Anyhow as a player I want a whistle where I can just play it and not have to think about compensating for an irregular scale.
There are a couple things I noticed over the last couple years, while owning/borrowing a large number of Low D whistles and testing them in various ways
-
the approach to the tuning of the two registers varies considerably from maker to maker
-
the range of pressure possible to sound notes in the 2nd register varies considerably from maker to maker
About the relative tuning of the 1st and 2nd octaves, some makers have the 2nd octave tuned relatively flat so that to play the octaves in tune you must somewhat underblow the 1st octave and strongly blow the 2nd octave.
Other makers have the 2nd octave relatively sharp so that to play the octaves in tune you must strongly blow the 1st octave and somewhat underblow the 2nd octave.

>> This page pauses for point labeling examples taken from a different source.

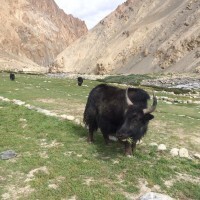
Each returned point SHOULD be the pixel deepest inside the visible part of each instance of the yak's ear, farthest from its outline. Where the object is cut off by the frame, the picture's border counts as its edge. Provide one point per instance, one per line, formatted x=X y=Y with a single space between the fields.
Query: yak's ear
x=148 y=117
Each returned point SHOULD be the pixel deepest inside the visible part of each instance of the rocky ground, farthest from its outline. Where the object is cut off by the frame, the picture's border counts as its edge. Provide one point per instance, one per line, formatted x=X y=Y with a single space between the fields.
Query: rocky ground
x=191 y=82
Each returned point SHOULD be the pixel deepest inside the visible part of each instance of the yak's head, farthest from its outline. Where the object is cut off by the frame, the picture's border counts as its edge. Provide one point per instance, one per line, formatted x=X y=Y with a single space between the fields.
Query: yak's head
x=136 y=120
x=80 y=81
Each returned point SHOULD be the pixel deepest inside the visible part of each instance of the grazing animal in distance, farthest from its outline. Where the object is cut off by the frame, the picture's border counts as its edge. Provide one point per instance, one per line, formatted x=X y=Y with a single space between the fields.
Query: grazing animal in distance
x=12 y=76
x=119 y=112
x=80 y=80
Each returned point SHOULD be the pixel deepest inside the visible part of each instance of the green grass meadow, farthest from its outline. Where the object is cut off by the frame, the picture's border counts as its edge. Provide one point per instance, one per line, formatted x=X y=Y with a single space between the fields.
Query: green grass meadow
x=54 y=161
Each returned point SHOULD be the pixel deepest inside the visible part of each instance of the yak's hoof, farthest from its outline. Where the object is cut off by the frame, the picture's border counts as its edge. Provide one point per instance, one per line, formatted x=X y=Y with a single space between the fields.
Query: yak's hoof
x=90 y=141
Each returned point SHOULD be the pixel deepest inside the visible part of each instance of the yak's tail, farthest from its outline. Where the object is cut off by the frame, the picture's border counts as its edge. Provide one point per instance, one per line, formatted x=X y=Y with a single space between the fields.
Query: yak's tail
x=90 y=114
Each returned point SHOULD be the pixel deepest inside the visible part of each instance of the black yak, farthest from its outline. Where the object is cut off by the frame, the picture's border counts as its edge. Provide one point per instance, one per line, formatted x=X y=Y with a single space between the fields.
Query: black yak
x=12 y=76
x=80 y=80
x=119 y=112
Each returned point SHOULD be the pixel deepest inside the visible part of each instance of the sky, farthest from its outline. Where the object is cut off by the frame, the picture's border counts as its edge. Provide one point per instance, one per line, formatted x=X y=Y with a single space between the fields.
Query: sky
x=90 y=11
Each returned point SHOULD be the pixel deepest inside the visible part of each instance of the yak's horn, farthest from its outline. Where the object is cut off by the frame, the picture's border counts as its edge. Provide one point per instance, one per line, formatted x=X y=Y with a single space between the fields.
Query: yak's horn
x=153 y=107
x=127 y=99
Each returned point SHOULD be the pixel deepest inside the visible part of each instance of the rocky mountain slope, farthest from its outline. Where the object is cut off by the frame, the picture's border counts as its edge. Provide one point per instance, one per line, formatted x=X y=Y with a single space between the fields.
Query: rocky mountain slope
x=37 y=30
x=139 y=37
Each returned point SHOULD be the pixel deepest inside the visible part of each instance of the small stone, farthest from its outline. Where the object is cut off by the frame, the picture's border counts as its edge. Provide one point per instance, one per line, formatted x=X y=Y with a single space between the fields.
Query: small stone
x=196 y=155
x=162 y=147
x=183 y=153
x=155 y=196
x=70 y=118
x=153 y=144
x=174 y=152
x=113 y=138
x=77 y=121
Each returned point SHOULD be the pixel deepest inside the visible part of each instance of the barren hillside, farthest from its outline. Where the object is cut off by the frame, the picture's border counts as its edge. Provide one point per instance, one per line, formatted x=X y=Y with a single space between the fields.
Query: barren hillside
x=37 y=30
x=139 y=37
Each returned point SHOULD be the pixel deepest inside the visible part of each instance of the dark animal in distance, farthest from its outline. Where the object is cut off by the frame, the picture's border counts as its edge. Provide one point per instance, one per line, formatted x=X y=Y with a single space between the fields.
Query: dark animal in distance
x=80 y=81
x=119 y=112
x=12 y=76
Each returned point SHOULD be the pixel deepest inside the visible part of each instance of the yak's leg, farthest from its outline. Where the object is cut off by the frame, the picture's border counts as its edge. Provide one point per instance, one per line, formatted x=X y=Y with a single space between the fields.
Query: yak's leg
x=90 y=138
x=129 y=148
x=106 y=138
x=133 y=146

About the range of pressures possible in the 2nd octave, on the Overton Low Ds I’ve had you have a very wide range: you can blow the 2nd octave notes quite softly and they will stay up in the 2nd octave, and you can blow them very strongly and they won’t break into a higher harmonic. (But of course they’re only in tune with the 1st octave at one specific pressure, which is somewhat strong.)
On the Burke Low Ds I’ve owned, and on Burkes of other low pitches as well, notes in the 2nd octave have a fairly narrow range of possible pressure, which fortunately is right where they’re in tune with the 1st octave.
About it being possible to play in tune on any whistle, I have noticed that very good musicians with great “ears” will play quite in tune on pretty much anything they pick up.
I’ve done gigs with “legit” woodwind guys, guys who “double” playing sax, Boehm flute, clarinet, and various whistles and bamboo flutes etc etc. I’ve heard these guys play perfectly in tune on a given whistle, and when I’ve tried their whistle later I’ve discovered that the scale was pretty bad, off-the-shelf Generations and what not. These guys have “pefect pitch” and they hear the note they need in their head and they blow whatever they’re playing so that that exact note comes out.
One guy, a music professor at a university, told our class once that he got frustrated when he tried to make his own flutes out of PVC pipe. He couldn’t figure out where to drill the holes, because no matter where he drilled them he would play the flute in tune! (He needed somebody like me, utterly lacking “perfect pitch”, to try his flutes for him!)